Nightmares | Triggered Dreams of the Dark | Dad’s Dust Devil Dream

Dreams. Mere inflections of reality. An alternate universe where a series of events occur involuntarily. They wield their power to show us nightmares. They blend in with fear to become a notion so abhorrent that you scream for help helplessly but nobody listens, but you. There is nothing you could do, but accept. Accept your fate. As you wait for that dagger to bring you back to life, or that steep fall to shake you alive. You wait. All you can do is wait.

The funny thing about nightmares is that they are always lurking in the corner of your beautiful dream. Waiting for their turn to alter your thoughts. With a sword of fear, they lance you the moment they see you or worse when you see them.

We lose control. Even if you are the boldest, the bravest of soldiers to have ever walked this wretched planet, you lose it. The mighty fall. The puissant crumble. The overpowering succumb. Nothing beats nightmares. Nothing but your own undeterred will to make it out alive.
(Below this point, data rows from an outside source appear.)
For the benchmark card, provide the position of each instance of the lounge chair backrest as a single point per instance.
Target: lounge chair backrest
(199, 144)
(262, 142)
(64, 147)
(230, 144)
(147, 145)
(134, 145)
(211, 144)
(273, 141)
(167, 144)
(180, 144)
One such instant, I remember clear as a crystal is when my father let out a scream, shaken up by a nightmare one fine afternoon when we were back in Jaisalmer. The city shares its fair share of regular sandstorms. So maybe his dream could have been a result of it.

I was only a child then, buried in my favourite books. My dad had dozed off resting after a heavy lunch. I was sitting next to him, as he snored on the bed sleeping. Shaken up, when my Dad hooted out a shout, I found him wide awake, escaping from the nightmare he might have indulged himself into unknowingly.

I inquired:

“What’s the matter Dad?”

He said it was just a dream. A bad dream. I asked,

“What was it about?”

He said it might scare me and that I should not cling to it. But the adamant child I was, I beseeched until he gave in. He told me only a part of it, which wasn’t actually scary. But a child’s imagination makes everything akin reality. I have imagined and re-imagined it so many times before that it has lodged itself in my memory. Funny how I never forget anything!


He said he was in his room when the door burst open, and a squall zoomed in. A dark misty whirlwind that tore the curtains down and rampaged past towards us, and that we (my elder brother and I) started screaming at the top of our voices.

“Papa! Papa!”

Our father was right there, surprised at the impending commotion that threatened his family. He instinctively sprang up to face the vortex, so that it wouldn’t hurt us. A trickle of fear tumbled down his forehead at the oddity of the thing.


The dust devil seemed unstoppable as it closed in on our dad. As it approached him, my father with all his might punched it. To his surprise, it metamorphosed into dust and fell right there. It could have been that very moment, my father let out a shriek of shock that probably brought him back from his nightmare.

Something, huh!

When my little head pondered as to why something like that would be shown, my father wrote me off with a

“It was just a dream.”

And that he had his hand on his chest, which acts like a trigger for nightmares.


Dreams don’t have an agenda. They depict the most bizarre of incidents. If only we had a surefire method to figure out the true purpose of dreaming, a sure shot way to understand and unveil methods of dream interpretation, things would be less hazy.

There are dream symbols sometimes that end up giving you déjà vu if you see them in reality. But there is nothing we can connect them to, and they end up getting lost like weak memories.